Oh Gott. War der Einbrecher noch da? Sollte sie die Polizei rufen? War mit Sir John alles in Ordnung?
Jill wagte kaum zu atmen. Sie lauschte so angestrengt, dass sie das Fallen einer Stecknadel gehört hätte. Im Haus war es entsetzlich still.
Beängstigend still.
Sie musste Sir John finden. Sie hatte Angst, ihn könnte dasselbe Schicksal ereilt haben wie Lady E.
Aber sie verlor den Mut - sie stand immer noch mit dem Rücken an der Wand neben der Haustür. Ihre Knie fühlten sich merkwürdig wackelig an.

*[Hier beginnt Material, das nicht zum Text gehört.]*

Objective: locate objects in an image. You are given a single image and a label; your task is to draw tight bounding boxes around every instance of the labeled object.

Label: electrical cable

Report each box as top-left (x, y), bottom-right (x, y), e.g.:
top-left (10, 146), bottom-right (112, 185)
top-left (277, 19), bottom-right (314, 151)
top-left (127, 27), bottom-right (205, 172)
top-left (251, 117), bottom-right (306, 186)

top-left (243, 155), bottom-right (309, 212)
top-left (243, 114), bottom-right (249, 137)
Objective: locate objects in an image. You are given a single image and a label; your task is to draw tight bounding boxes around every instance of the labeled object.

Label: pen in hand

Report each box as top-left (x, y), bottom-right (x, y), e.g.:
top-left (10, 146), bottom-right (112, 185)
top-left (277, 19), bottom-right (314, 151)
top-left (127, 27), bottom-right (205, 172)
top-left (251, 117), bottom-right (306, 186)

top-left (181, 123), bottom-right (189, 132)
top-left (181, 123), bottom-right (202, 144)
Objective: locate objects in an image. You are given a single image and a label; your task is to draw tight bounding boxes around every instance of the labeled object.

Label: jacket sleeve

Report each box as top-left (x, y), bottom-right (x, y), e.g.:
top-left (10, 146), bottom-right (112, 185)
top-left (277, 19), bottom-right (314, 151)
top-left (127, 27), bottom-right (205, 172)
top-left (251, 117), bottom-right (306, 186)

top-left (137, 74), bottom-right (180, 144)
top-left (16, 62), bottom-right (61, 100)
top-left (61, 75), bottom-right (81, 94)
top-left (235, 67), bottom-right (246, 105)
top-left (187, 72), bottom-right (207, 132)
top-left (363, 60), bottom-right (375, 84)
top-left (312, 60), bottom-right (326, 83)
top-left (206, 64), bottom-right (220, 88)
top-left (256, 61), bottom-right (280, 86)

Jill griff hinter sich und tastete vorsichtig nach dem Türknauf. Als sie ihn gefunden hatte, drehte sie daran, stieß die Tür auf und rannte hinaus, rüber zu Lucinda.
Sie hämmerte an die Tür ihrer Nachbarin.
»Jill?« Lucinda erschien fast augenblicklich.
»Meine Liebe, was haben Sie denn? Was ist passiert?«
Jill sprach durch klappernde Zähne. »Jemand hat meine Wohnung durchwühlt.« Sie musste an Alex denken. Er konnte ja jemanden dafür angeheuert haben, genauso wie Thomas und William oder sonst irgendjemand. Jeder in der Familie konnte etwas damit zu tun haben.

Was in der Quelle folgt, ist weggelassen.